Bliss and Erickson co-founded Status Creative with Barrett, but have since split off to do their own ventures and focus on their individual passions. Barrett is sticking with what he knows best, which is being creative with technology. It’s been a natural fit for him — as with many in his generation — because social media has become a way of life and he grew up with it, playing with social networks since Friendster.
Those skills translated to creating marketing campaigns for companies. Now, Status Creative is trying to switch its model from individual campaigns to having long-standing clients by putting all those relationships to use.
“You start with campaigns because you’re not around enough to be trusted,” he said. “It takes time to develop that brand. 2014 is about building those retained clients for this year and beyond.”
Barrett said he likes to focus on one thing outside of work each year.
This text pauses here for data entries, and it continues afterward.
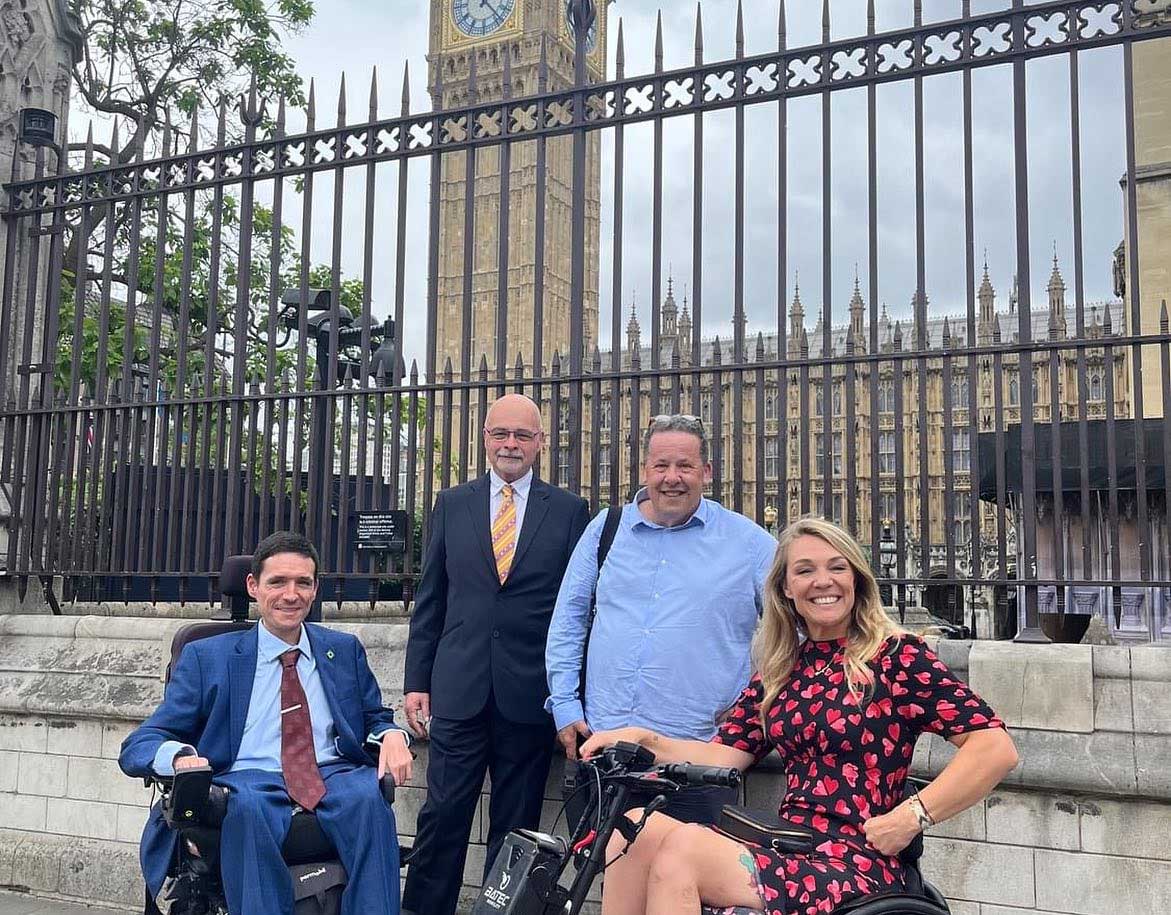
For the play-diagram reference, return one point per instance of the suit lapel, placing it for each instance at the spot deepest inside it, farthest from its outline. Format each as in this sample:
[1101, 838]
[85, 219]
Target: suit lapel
[322, 659]
[479, 505]
[534, 513]
[241, 674]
This year, he’ll focus on helping the Grand Rapids Young Professionals group promote its 10-year anniversary.
Splitting his focus isn’t the way to success, he said, and staying involved for too long with one organization can lead to stale ideas. But he did say some organizations — like LaughFest — hold his attention longer than others.
Barrett grew tired of not being noticed by large companies, so in 2011, he took the plunge into doing the kind of business he loves.
“It’s incredibly fun — that’s why I got into it. It wasn’t a monetary pursuit,” Barrett said. “It’s all about making your personal life and job match up. That’s the blueprint for a good life.”